Code Monkey home page Code Monkey logo

data-import's Introduction

Ddeboer Data Import library

Build Status Scrutinizer Quality Score Code Coverage Latest Stable Version

Introduction

This PHP library offers a way to read data from, and write data to, a range of file formats and media. Additionally, it includes tools to manipulate your data.

Features

  • Read from and write to CSV files, Excel files, databases, and more.
  • Convert between charsets, dates, strings and objects on the fly.
  • Build reusable and extensible import workflows.
  • Decoupled components that you can use on their own, such as a CSV reader and writer.
  • Well-tested code.

Documentation

Installation

This library is available on Packagist. The recommended way to install it is through Composer:

$ composer require ddeboer/data-import:@stable

Then include Composer’s autoloader:

require_once 'vendor/autoload.php';

For integration with Symfony2 projects, the DdeboerDataImportBundle is available.

Usage

The workflow

Each data import revolves around the workflow and takes place along the following lines:

  1. Construct a reader.
  2. Construct a workflow and pass the reader to it. Add at least one writer to the workflow.
  3. Optionally, add filters, item converters and value converters to the workflow.
  4. Process the workflow.

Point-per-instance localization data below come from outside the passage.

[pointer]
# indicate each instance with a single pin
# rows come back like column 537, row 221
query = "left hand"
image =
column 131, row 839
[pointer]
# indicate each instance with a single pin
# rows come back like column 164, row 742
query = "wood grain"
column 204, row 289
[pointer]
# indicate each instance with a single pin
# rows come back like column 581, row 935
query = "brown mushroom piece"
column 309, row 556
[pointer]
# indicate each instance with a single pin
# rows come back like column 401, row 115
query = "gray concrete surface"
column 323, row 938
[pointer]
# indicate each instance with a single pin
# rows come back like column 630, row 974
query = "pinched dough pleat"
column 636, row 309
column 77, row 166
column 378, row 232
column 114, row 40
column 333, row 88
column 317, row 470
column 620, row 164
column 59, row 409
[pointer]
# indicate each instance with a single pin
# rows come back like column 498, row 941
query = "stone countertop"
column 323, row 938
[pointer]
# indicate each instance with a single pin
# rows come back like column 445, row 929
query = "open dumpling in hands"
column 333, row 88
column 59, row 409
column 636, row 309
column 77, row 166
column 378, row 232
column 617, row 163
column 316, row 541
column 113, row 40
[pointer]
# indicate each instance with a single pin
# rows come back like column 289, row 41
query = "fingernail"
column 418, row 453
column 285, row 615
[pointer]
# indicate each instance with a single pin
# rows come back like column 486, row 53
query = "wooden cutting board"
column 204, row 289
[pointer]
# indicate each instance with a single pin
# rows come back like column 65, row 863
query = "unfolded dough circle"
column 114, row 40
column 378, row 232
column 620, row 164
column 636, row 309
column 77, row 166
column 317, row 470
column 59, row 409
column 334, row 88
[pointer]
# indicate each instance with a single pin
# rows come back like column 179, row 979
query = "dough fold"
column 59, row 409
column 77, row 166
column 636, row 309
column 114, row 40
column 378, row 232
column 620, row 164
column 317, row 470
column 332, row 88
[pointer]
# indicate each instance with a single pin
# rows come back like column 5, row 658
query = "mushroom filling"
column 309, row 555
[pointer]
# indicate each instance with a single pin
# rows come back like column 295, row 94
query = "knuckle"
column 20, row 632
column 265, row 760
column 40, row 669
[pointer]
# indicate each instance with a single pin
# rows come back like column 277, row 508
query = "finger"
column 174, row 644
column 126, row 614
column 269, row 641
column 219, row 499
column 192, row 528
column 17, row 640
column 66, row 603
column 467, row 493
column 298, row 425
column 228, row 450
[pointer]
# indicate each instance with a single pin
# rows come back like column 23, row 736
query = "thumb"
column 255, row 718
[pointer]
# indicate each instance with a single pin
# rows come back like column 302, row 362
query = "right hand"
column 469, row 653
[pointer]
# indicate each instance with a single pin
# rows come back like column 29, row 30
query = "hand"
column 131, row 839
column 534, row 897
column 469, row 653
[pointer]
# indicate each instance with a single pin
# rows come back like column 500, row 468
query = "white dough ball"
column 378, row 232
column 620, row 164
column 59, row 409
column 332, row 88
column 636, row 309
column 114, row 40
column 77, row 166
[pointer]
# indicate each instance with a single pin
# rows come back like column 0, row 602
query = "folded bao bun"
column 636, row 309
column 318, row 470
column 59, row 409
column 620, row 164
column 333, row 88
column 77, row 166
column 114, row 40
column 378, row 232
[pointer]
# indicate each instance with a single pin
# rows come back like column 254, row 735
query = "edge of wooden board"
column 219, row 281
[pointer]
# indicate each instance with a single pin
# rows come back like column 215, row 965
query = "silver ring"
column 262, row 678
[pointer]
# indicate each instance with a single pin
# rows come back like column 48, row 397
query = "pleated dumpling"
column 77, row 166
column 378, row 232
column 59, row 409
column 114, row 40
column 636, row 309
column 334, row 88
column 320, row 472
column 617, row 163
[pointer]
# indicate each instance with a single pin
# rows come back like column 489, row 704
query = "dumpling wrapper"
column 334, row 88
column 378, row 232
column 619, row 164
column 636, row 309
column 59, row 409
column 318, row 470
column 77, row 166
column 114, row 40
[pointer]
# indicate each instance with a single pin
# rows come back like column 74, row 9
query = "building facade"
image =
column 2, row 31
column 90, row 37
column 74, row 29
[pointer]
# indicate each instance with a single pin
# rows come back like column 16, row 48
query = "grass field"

This will read the data from the reader, filter and convert the data, and write the output to each of the writers.

So, schematically:

use Ddeboer\DataImport\Workflow;
use Ddeboer\DataImport\Reader;
use Ddeboer\DataImport\Writer;
use Ddeboer\DataImport\Filter;

$reader = new Reader\...;
$workflow = new Workflow($reader);
$workflow
    ->addWriter(new Writer\...())
    ->addWriter(new Writer\...())
    ->addFilter(new Filter\CallbackFilter(...))
    ->process()
;

Readers

This library includes a handful of readers:

  • An ArrayReader for reading arrays (or testing your workflow).
  • A CsvReader for reading CSV files, optimized to use as little memory as possible:
    use Ddeboer\DataImport\Reader\CsvReader;
    
    $reader = new CsvReader(new \SplFileObject('/path/to/csv_file.csv'));
    Note: This reader operates in a 'strict mode' by default, see CsvReader strict mode for more details.
  • A DbalReader to read data through Doctrine’s DBAL:
    use Ddeboer\DataImport\Reader\DbalReader;
    
    $reader = new DbalReader(
        $connection, // Instance of \Doctrine\DBAL\Connection
        'SELECT u.id, u.username, g.name FROM `user` u INNER JOIN groups g ON u.group_id = g.id'
    );
  • A DoctrineReader to read data through the Doctrine ORM:
    use Ddeboer\DataImport\Reader\DoctrineReader;
    
    $reader = new DoctrineReader($entityManager, 'Your\Namespace\Entity\User');
  • An ExcelReader that acts as an adapter for the PHPExcel library:
    use Ddeboer\DataImport\Reader\ExcelReader;
    
    $reader = new ExcelReader(new \SplFileObject('/path/to/ecxel_file.xls'));
  • You can create your own data reader by implementing the ReaderInterface.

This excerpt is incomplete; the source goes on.